Implementation of Text to Speech alongside Hotword Detection in SUSI Android App

In this blog post, we’ll be learning about how to implement Text to speech. Now you may be wondering that what is so difficult in implementing text to speech. One can easily find many tutorials on that and can easily look at the official documentation of TTS but there’s a catch here. In this blog post I’ll be telling about how to implement Text to Speech alongside Hotword Detection.

Let me give you a rough idea about how hotword detection works in SUSI Android App. For more details, read my other blog here on Hotword Detection. So, there is a constantly running background recording thread which detects when hotword is detected. Now, you may be thinking why do we need to stop that thread for text to speech. Well there are 2 reasons to do that:

  1. Recording while playing causing problems with mic and may crash the app.
  2. Suppose we even implement that but what will happen if the answer contains word “susi” in it. Now, the hotword will be detected because the speech output contained word “susi” in it (which is our hotword).

So, to avoid these problems we had to come up a way to stop hotword detection only for that particular time when SUSI is giving speech output and resume it back immediately when speech output is finished.
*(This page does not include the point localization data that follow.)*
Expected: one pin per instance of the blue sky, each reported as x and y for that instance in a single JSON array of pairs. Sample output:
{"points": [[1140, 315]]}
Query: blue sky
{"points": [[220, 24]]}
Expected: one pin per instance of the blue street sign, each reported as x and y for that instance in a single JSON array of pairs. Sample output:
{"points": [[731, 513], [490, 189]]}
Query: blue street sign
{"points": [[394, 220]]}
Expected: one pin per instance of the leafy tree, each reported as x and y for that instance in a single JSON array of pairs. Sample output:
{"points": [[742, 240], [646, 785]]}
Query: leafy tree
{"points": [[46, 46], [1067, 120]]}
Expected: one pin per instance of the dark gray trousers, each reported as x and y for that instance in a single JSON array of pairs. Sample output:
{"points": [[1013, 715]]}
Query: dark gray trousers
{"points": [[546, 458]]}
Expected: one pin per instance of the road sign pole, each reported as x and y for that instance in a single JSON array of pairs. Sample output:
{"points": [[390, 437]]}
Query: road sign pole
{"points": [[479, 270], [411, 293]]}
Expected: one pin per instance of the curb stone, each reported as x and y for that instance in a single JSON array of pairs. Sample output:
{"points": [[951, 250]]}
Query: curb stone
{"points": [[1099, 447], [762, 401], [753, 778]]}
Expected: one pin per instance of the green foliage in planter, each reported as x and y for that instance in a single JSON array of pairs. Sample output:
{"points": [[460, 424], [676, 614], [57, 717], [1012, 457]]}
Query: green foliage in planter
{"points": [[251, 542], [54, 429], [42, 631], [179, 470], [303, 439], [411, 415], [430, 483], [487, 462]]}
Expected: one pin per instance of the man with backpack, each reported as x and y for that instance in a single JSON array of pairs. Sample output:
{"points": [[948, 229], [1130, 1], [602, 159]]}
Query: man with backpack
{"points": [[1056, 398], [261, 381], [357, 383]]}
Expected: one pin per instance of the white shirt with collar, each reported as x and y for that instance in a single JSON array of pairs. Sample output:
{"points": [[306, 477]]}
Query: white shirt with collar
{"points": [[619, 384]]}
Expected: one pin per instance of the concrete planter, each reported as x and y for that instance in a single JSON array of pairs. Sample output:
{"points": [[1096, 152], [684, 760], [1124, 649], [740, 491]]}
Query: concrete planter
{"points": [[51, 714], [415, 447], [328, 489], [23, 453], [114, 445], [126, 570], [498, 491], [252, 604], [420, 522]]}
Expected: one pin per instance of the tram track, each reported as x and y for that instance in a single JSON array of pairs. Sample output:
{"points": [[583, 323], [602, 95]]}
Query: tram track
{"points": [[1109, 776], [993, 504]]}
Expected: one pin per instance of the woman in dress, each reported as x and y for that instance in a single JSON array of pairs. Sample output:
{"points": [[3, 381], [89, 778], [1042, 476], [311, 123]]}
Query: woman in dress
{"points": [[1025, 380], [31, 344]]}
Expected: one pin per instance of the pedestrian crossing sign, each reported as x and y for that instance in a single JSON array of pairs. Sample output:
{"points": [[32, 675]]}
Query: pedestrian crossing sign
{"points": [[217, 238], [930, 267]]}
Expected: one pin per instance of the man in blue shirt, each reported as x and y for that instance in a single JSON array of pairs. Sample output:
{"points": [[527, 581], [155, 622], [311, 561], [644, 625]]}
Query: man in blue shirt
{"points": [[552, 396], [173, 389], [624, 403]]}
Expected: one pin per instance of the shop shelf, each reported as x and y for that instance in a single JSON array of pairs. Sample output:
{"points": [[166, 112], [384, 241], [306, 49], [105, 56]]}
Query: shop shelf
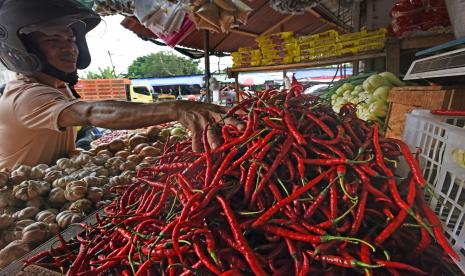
{"points": [[331, 34], [373, 39]]}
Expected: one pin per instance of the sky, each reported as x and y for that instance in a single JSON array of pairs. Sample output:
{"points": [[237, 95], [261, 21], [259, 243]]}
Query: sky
{"points": [[110, 38]]}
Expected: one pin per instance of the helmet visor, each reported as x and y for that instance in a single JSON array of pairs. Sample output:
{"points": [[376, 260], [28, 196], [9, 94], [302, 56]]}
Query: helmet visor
{"points": [[55, 27]]}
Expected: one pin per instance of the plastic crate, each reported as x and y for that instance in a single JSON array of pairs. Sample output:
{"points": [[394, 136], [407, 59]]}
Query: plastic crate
{"points": [[370, 47], [347, 51], [438, 136], [331, 34], [351, 36], [348, 44], [378, 32], [275, 37], [373, 39]]}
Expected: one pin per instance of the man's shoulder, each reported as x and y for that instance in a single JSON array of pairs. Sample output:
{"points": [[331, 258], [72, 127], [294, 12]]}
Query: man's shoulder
{"points": [[28, 84]]}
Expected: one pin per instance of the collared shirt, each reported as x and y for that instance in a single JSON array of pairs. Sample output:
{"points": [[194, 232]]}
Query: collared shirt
{"points": [[29, 130]]}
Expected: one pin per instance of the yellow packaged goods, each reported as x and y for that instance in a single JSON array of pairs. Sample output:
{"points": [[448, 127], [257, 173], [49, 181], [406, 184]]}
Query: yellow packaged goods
{"points": [[370, 47], [275, 53], [305, 58], [347, 51], [246, 60], [351, 36], [247, 64], [379, 32], [277, 41], [373, 39], [254, 53], [246, 49], [277, 61], [292, 46], [282, 35], [317, 50], [348, 44], [316, 43], [331, 34]]}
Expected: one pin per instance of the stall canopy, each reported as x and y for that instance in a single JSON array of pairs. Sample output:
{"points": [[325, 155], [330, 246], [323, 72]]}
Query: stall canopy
{"points": [[327, 14]]}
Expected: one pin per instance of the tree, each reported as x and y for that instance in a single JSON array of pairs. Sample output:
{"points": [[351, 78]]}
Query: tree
{"points": [[162, 64], [105, 73]]}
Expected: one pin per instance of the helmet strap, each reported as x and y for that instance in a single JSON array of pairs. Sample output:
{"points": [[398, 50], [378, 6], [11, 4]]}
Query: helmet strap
{"points": [[70, 78]]}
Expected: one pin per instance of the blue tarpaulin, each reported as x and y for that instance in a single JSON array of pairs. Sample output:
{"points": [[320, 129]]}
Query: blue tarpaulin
{"points": [[169, 81], [269, 76]]}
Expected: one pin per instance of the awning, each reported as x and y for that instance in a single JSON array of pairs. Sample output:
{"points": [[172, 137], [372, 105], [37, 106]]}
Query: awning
{"points": [[328, 14]]}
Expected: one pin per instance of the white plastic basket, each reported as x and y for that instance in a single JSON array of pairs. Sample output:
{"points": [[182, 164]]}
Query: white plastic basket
{"points": [[438, 136]]}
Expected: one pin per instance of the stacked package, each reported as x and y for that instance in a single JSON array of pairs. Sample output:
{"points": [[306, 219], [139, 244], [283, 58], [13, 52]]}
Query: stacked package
{"points": [[317, 46], [364, 41], [278, 48], [247, 57]]}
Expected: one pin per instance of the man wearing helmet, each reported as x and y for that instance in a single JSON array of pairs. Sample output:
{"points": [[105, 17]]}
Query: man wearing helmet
{"points": [[44, 41]]}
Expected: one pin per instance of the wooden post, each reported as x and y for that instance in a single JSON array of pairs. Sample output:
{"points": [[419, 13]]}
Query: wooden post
{"points": [[356, 28], [237, 87], [207, 65], [393, 55]]}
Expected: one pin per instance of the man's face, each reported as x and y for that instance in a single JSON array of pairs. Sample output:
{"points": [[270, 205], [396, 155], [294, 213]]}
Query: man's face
{"points": [[59, 48]]}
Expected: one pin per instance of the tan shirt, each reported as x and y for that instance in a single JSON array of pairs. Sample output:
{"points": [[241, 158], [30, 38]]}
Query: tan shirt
{"points": [[29, 131]]}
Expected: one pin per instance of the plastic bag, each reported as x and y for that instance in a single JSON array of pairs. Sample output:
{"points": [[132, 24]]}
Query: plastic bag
{"points": [[160, 16], [174, 39], [110, 7]]}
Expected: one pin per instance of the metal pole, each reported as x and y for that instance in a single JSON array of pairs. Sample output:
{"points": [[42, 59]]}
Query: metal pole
{"points": [[207, 64]]}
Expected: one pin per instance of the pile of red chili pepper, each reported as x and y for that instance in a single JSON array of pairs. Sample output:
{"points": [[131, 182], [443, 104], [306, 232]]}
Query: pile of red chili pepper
{"points": [[300, 190]]}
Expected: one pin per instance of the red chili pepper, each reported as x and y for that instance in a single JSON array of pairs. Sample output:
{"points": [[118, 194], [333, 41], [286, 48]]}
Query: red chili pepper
{"points": [[205, 260], [279, 158], [231, 272], [320, 123], [402, 266], [425, 241], [337, 140], [436, 225], [289, 121], [246, 155], [296, 194], [393, 225], [413, 164], [242, 243], [251, 174], [305, 266], [336, 260]]}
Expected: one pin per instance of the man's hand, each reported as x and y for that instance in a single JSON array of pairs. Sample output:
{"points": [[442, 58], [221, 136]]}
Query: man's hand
{"points": [[196, 116]]}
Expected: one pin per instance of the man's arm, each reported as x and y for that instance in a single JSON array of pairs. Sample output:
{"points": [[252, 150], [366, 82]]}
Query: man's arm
{"points": [[126, 115], [117, 114]]}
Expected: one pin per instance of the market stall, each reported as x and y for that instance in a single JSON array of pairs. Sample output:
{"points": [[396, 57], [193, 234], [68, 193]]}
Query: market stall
{"points": [[308, 186]]}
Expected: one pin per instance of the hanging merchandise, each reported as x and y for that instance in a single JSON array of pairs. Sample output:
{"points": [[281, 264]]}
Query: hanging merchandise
{"points": [[111, 7], [218, 15], [292, 6], [419, 17], [175, 38], [160, 16]]}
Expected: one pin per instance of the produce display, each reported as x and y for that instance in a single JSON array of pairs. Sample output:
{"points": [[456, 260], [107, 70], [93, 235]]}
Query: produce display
{"points": [[369, 92], [284, 47], [38, 202], [299, 190]]}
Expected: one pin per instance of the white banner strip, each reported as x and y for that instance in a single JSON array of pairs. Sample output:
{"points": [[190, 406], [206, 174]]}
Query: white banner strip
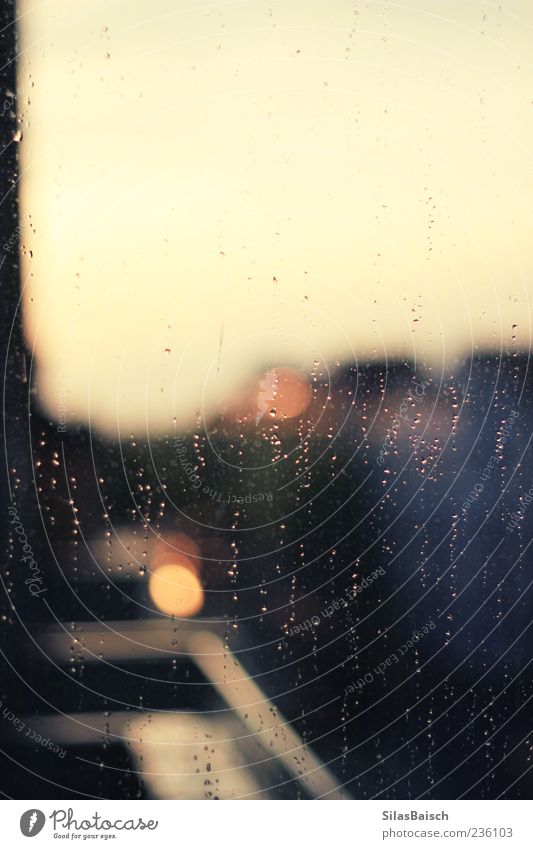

Let’s see how we did that.

Implementation

Check out this video to see how this work in the app

https://youtu.be/V9N6K4SzpXw

Initiating the TTS engine

The first task is to initiate the Text to speech engine. This process takes some time. So, it is done in the starting of app in a new handler.

new Handler().post(new Runnable() {
   @Override
   public void run() {
       textToSpeech = new TextToSpeech(getApplicationContext(), new TextToSpeech.OnInitListener() {
           @Override
           public void onInit(int status) {
               if (status != TextToSpeech.ERROR) {
                   Locale locale = textToSpeech.getLanguage();
                   textToSpeech.setLanguage(locale);
               }
           }
       });
   }
});

Check Audio Focus

The next step is to check whether audio focus is granted. Suppose there is some music playing in the background, in that case we won’t be able to give voice output. So, we check audio focus using below code.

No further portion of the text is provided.